A fines de los 70 creíamos que había posibilidades. Alternativas desviacionistas a lo que hoy conocemos como globalización.
No me extenderé aquí tediosamente en la descripción de este fenómeno que fagocitó con éxito la esperanza de ciertos continentes y la transformó en el sustrato en el que se levantan los nuevos valores de la sociedad occidental: adelgazar, no envejecer, comprar, mirar para otro lado.
Los estudiantes de la Sorbona de ayer se convirtieron más tarde en secretarios de cultura del gobierno francés protagonizando así, uno de los primeros capítulos del culebrón que dividió primero y diluyó después la “oposición”.
Paulatinamente dentro de los ámbitos universitarios se impuso la “descripción” de los fenómenos sociales por encima de la explicación de los mismos.
“La descripción nos previene de la manipulación ideología “ - concluyeron los más atrevidos.
Así, los discursos y acciones reivindicativas fueron ganándose enemigos y muy mala prensa.
Yo también vomito ante el vino triste de los 70, pero esto a lo que asistimos es otra cosa. Es la imposibilidad de pensar en otro escenario que no sea el dantesco espectáculo de los gobiernos girando –ya sin ambigüedades- hacia la derecha previa a las conquistas obreras.

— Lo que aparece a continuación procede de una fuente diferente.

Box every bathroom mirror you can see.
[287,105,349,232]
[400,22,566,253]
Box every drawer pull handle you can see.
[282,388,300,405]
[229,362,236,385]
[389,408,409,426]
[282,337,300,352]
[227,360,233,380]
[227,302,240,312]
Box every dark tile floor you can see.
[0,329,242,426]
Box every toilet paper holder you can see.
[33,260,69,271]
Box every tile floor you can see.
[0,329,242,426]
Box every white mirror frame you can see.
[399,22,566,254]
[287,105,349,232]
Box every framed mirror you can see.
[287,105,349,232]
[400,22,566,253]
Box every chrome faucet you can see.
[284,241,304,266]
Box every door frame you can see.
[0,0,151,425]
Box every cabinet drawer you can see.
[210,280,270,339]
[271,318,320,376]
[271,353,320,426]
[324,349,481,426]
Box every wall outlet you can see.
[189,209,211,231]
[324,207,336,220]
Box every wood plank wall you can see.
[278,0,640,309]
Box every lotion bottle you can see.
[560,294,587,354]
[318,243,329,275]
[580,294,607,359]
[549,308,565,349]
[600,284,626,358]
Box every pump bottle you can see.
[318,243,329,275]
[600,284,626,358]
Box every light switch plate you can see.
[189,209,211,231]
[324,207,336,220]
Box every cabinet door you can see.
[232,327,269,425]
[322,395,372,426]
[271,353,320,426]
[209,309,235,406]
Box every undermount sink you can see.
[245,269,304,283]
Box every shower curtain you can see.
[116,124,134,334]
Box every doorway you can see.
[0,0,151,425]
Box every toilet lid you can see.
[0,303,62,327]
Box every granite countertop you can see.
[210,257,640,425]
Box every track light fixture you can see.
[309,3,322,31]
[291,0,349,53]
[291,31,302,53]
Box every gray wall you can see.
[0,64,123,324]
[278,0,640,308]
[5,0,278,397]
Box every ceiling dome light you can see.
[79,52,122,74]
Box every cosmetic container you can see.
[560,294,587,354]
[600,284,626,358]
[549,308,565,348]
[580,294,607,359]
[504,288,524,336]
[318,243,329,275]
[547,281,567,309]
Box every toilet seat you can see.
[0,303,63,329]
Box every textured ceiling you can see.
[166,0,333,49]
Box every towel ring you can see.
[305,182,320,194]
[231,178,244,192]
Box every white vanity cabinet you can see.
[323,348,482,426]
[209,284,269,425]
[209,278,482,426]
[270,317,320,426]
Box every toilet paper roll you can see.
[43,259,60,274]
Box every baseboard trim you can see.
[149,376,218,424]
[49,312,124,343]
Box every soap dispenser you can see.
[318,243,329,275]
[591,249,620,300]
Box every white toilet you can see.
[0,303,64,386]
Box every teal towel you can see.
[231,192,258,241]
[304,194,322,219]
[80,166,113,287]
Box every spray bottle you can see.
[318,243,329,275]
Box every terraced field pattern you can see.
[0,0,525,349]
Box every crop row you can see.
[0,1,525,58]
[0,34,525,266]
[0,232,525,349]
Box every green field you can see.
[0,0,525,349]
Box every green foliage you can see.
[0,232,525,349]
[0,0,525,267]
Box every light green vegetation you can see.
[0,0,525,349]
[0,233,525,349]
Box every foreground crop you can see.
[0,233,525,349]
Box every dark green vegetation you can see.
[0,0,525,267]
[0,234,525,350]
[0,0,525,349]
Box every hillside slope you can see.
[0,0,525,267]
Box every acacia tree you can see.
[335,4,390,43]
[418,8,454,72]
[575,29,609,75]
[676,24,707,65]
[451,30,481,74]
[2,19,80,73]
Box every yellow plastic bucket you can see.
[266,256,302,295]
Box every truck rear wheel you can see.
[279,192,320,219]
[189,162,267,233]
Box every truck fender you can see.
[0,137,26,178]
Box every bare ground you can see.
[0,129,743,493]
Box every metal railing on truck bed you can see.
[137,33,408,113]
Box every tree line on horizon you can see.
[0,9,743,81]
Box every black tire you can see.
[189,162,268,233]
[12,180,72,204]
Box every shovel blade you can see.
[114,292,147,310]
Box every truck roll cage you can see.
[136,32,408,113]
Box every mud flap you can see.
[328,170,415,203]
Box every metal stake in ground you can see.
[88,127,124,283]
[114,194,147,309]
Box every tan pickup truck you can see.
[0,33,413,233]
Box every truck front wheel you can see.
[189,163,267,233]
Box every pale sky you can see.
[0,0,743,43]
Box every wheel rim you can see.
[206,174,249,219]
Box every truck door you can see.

Un paciente y refinado lavado de cerebro ha arrojado al 30 % de mundo consumista a los brazos blanduzcos de la autoindulgencia sorda, ciega y muda.

Los que no encajan en el modelo, surcan los mares en una patera, corren por miedo a la limpieza étnica o dan vueltas por los bares que tan bien retratara Charles Bukowsky.
Cuando leo que el gobierno francés – sí ése mismo que siglos atrás terminó con la monarquía al grito de libertad, igualdad, fraternidad – se ufana con su invento del CPE, invoco al fantasma de Robespierre.
El Contrato Primer Empleo (CPE), permite el despido injustificado durante los dos primeros años.
Esto es un ultraje al futuro, sin ninguna duda.
Pero cualquier autónomo español podría decir que se siente mas ultrajado por la ley que le impide cobrar el paro cuando está enfermo.
Todos los trabajadores hemos sufrido una sistemática rebaja en las condiciones laborales y las prestaciones en nombre del “estado de bienestar”.Cabría preguntar el estado de bienestar de quién.
Pero en la España anestesiada de 2006, ya nadie protesta, a no ser por motivo políticamente espurios.
Los representantes del pueblo prestan su atención a problemáticas más acuciantes como la vestimenta de la primera ministra.
En las universidades francesas pueden leerse las siguientes consignas:
No esperamos nada de quienes masifican la tristeza en los paseos de las jornadas reivindicativas, no queremos implorar las migas del Estado, es la organización de la vida, que surge de nuestra cotidianeidad como una inmensa farsa cruel, la de la administración del desastre. Es incoherente hablar del CPE sin poner en cuestión el marco en el que se inserta, el del asalariado. Nuestra huelga será la de una elaboración revolucionaria” Que así sea.